5.1. Artikel 15 van de Dienstenrichtlijn is niet omgezet in nationaal recht. Zoals het Hof van Justitie in zijn arrest van 30 januari 2018, Visser Vastgoed, ECLI:EU:C:2018:44, punt 130, heeft geoordeeld, heeft artikel 15 echter rechtstreekse werking voor zover het de lidstaten in het eerste lid, tweede volzin, een onvoorwaardelijke en voldoende nauwkeurige verplichting oplegt om hun wettelijke en bestuursrechtelijke bepalingen aan te passen om deze in overeenstemming te brengen met de in het derde lid ervan bedoelde voorwaarden. Dat betekent dat in dit geval rechtstreeks aan die voorwaarden kan worden getoetst, voor zover dat nodig is in het licht van wat in beroep is aangevoerd. Het Hof van Justitie heeft verder bij het arrest van 30 januari 2018 voor recht verklaard dat de activiteit "detailhandel in goederen" is aan te merken als een dienst in de zin van de Dienstenrichtlijn. Ook is voor recht verklaard dat de bepalingen van hoofdstuk III van de Dienstenrichtlijn mede van toepassing zijn op een zuiver interne situatie waarbij alle relevante aspecten zich binnen één lidstaat afspelen.

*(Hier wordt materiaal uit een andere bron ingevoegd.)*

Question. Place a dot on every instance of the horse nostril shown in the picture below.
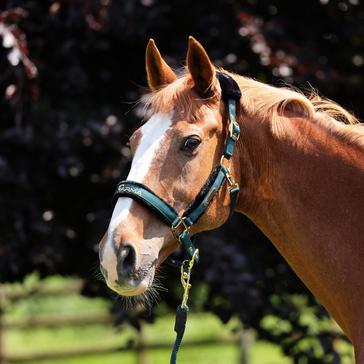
(126, 261)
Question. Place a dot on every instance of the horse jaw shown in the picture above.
(124, 227)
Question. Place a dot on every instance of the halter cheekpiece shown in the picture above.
(180, 225)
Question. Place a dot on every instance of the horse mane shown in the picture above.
(257, 99)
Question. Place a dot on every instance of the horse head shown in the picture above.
(173, 153)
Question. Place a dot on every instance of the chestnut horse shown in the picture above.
(299, 165)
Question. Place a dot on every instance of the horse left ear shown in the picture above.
(200, 67)
(159, 74)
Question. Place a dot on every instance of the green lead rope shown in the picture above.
(182, 309)
(179, 328)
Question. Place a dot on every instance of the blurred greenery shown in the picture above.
(200, 326)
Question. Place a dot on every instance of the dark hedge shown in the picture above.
(71, 73)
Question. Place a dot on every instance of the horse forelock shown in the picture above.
(259, 100)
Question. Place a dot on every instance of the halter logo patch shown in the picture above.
(127, 189)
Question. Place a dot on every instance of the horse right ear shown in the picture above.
(159, 74)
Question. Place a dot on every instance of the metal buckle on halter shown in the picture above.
(181, 223)
(234, 130)
(232, 183)
(225, 162)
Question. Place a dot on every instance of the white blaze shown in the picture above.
(152, 135)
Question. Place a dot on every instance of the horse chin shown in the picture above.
(135, 286)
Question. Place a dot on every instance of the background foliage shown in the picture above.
(70, 75)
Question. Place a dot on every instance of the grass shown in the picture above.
(200, 326)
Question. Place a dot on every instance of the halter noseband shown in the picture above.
(180, 225)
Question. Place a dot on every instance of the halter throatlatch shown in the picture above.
(180, 225)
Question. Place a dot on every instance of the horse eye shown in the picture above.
(191, 143)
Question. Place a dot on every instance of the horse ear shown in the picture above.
(159, 74)
(200, 67)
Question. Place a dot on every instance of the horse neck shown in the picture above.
(302, 187)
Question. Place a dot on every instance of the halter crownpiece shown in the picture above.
(180, 225)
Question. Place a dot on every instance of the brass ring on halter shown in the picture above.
(181, 224)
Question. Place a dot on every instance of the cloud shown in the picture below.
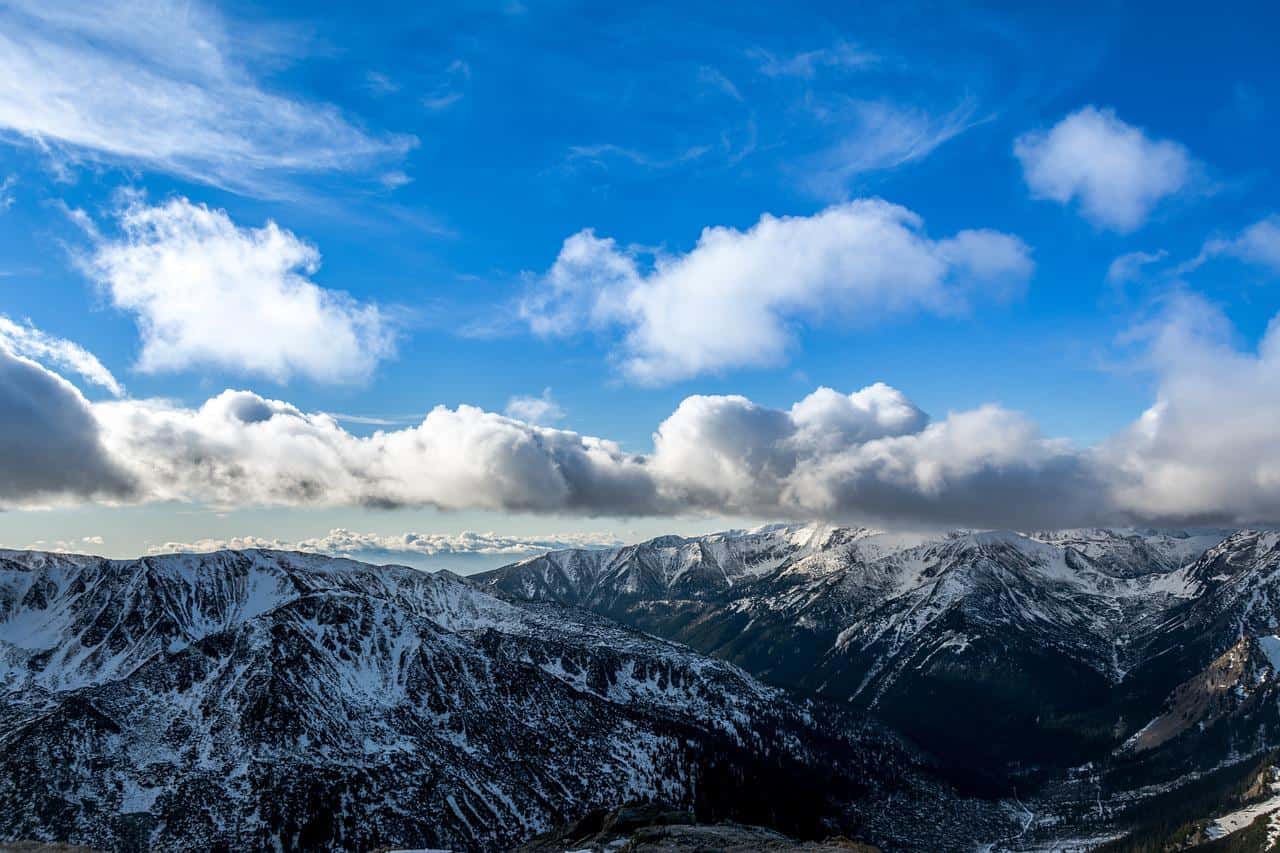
(1207, 450)
(31, 342)
(1111, 169)
(871, 455)
(351, 543)
(240, 448)
(448, 90)
(1258, 243)
(1129, 267)
(877, 136)
(50, 448)
(535, 410)
(140, 82)
(208, 292)
(840, 56)
(859, 261)
(602, 154)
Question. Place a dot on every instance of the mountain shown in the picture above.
(1123, 682)
(268, 699)
(1027, 633)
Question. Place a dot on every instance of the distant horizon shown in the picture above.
(572, 273)
(475, 561)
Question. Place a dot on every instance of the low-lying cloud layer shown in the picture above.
(1202, 452)
(416, 547)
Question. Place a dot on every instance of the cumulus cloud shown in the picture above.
(871, 455)
(1207, 450)
(141, 81)
(1115, 172)
(840, 56)
(877, 136)
(535, 410)
(343, 542)
(856, 261)
(28, 341)
(50, 448)
(208, 292)
(240, 448)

5.2. Artikel 15, derde lid, aanhef en onder b en c, van de Dienstenrichtlijn luidt als volgt:
"3. De lidstaten controleren of de in lid 2 bedoelde eisen aan de volgende voorwaarden voldoen:
[…]
b. noodzakelijkheid: de eisen zijn gerechtvaardigd om een dwingende reden van algemeen belang;
c. evenredigheid: de eisen moeten geschikt zijn om het nagestreefde doel te bereiken; zij gaan niet verder dan nodig is om dat doel te bereiken en dat doel kan niet met andere, minder beperkende maatregelen worden bereikt."
[…]
5.3. Het bestemmingsplan kent aan de gronden van het perceel Badweg 38, en de percelen ten noordwesten daarvan, de bestemming "Bedrijventerrein - 1" toe. Verder kent het bestemmingsplan aan deze percelen de functieaanduiding "bedrijf tot en met categorie 3.2" toe. Aan de gronden is de aanduiding "supermarkt" niet toegekend. Daarmee is de vestiging van een supermarkt ter plaatse niet toegestaan.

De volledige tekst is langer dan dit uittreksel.